La poigne inflexible de Xi Jinping et son retour de flamme.
Depuis 2012, Xi Jinping qui a repris le flambeau idéologique « Rouge vif » selon le titre du livre d’Alice Eckman paru en 2020 aux Ed de l’Observatoire, sabre sans pitié les corrompus et élimine les opposants tandis qu’il met brutalement au pas les Musulmans Ouïghour. L’ADN de brutalité est toujours là, le souvenir des humiliations infligées à la Chine au XIXe siècle aussi.
En 2020, Xi a fait taire la mouvance démocrate à Hong Kong en articulant sa politique à l’impératif de sécurité nationale. Un an plus tard, lors du centenaire de la naissance du Parti en juillet 2021, il mettait en garde : « Toute tentative de dresser le peuple contre le Parti est vouée à l’échec. (...) Quiconque voudrait le faire s’écrasera dans un bain de sang contre la Grande Muraille d’acier érigée par plus de 1,4 milliard de Chinois ! ».
En politique extérieure, attisé par Xi Jinping et ses lieutenants, l’orgueil national de la montée en puissance de la Chine s’est accompagné de l’exaltation de l’influence globale retrouvée, de la quête de respect et d’une vindicte anti-occidentale notamment anti-américaine, portée par les ambassadeurs et diplomates « Loups guerriers » affichant le rejet des pressions et mises en demeure occidentales. Lire La Chine agressive et conquérante. Puissance, fragilités et contrefeux. Réflexion sur les risques de guerre.
A l’intérieur, pour que s’enflamme la poudre explosive accumulée par les politiques brutales et sans nuances, ADN historique du Parti, il ne manquait plus que les étincelles. Récemment, il y en eut trois.
1. La censure et l’emporte-pièce sans nuance de Xi jinping et de sa stratégie de zéro-covid [2], venue deux années après que, sous sa direction, l’appareil ait dissimulé pendant quelques semaines l’explosion de l’épidémie à Wuhan.
Le 21 février 2020, deux semaines après le décès dans la nuit du 7 au 8 février, du lanceur d’alerte Li Wenliang, QC analysait les effets et les risques du mensonge : Le navire tangue. Le régime se crispe. Sur les réseaux sociaux chinois on pouvait alors lire la phrase de Soljenitsyne « Nous savons qu’ils mentent, ils savent aussi qu’ils mentent, ils savent que nous savons qu’ils mentent, nous savons aussi qu’ils savent que nous savons qu’ils mentent et pourtant ils persistent à mentir. »
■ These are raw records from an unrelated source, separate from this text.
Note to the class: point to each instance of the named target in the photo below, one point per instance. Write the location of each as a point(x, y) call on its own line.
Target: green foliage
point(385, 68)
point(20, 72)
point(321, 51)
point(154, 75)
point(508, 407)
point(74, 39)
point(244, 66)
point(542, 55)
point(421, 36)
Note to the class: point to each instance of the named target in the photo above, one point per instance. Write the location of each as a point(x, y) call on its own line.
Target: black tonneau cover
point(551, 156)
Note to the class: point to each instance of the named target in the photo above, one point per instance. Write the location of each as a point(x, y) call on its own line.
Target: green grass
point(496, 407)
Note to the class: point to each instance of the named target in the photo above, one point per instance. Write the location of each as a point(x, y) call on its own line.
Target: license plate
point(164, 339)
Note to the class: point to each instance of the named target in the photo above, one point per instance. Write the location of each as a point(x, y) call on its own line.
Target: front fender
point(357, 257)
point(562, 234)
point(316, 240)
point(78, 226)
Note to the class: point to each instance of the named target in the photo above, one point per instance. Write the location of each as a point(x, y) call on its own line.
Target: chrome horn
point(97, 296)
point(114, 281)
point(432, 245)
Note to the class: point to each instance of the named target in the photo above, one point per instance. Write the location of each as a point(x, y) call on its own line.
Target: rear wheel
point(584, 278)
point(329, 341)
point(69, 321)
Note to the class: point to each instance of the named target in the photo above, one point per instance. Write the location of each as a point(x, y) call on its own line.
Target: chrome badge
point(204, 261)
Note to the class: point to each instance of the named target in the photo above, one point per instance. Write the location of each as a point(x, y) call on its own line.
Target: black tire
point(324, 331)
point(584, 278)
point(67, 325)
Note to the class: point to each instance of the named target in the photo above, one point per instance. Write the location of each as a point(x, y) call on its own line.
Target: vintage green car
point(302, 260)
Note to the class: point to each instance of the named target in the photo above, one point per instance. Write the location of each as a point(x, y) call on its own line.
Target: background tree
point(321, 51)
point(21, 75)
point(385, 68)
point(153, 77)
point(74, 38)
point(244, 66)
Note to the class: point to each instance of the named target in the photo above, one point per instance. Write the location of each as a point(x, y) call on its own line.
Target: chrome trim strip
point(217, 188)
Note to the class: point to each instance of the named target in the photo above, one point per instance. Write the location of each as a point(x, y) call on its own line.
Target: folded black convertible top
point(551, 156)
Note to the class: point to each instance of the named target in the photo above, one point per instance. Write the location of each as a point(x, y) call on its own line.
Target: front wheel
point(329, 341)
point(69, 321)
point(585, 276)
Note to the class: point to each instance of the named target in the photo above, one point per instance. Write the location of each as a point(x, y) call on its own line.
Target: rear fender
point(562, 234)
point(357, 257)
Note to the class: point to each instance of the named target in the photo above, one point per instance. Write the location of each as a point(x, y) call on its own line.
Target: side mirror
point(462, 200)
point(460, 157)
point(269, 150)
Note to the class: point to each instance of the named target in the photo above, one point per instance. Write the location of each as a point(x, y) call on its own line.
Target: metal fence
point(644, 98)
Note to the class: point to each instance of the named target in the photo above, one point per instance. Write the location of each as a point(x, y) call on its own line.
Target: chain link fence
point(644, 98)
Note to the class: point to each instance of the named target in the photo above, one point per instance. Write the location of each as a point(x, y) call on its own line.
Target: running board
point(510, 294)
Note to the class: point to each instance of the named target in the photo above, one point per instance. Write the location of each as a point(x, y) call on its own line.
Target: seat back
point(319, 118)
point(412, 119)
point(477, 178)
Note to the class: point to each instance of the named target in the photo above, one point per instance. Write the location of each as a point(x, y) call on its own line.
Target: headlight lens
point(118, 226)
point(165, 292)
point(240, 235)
2. Un grave incendie le 24 novembre à Urumqi, la capitale du Xinjiang déjà sous tension par la brutalité du traitement réservé aux Ouïghour. Dix personnes sont mortes selon les chiffres officiels. Cinq fois plus disent des sources autorisées. La colère a dégénéré en violente manifestation quand il est devenu évident que les secours avaient été retardés par les contraintes de la politique « zéro-covid » de Xi Jinping.
3. La ferveur chinoise pour la coupe de monde de football au Qatar retransmise par la télévision chinoise a mis en évidence ce que la propagande de Xi Jinping cachait aux Chinois : ailleurs qu’en Chine, des dizaines de milliers de personnes s’agglutinent sans masques et sans restriction dans les stades.
Dimanche 27 novembre au soir, devant « Beida », un groupe d’étudiants interpellaient les policiers « Ouvrez vos yeux, et regardez le monde autour de nous, la politique zéro-covid est un mensonge. »
Note(s) :
[2] Rappelons que le choix de tenter une éradication complète du virus en dépit du surgissement de nouvelles formes pathogènes est d’abord motivé par le faible taux de vaccination des seniors et à la défiance de la population à l’égard de la vaccination. Les réticences publiques ont encore été aggravées par la moindre efficacité du vaccin Sinovax. Une source fiable des contacts de QC notait que des tests comparés avaient montré qu’après une injection de Sinovax la présence d’anticorps était nettement plus faible qu’à la suite d’un vaccin ARN Astra-Zeneca.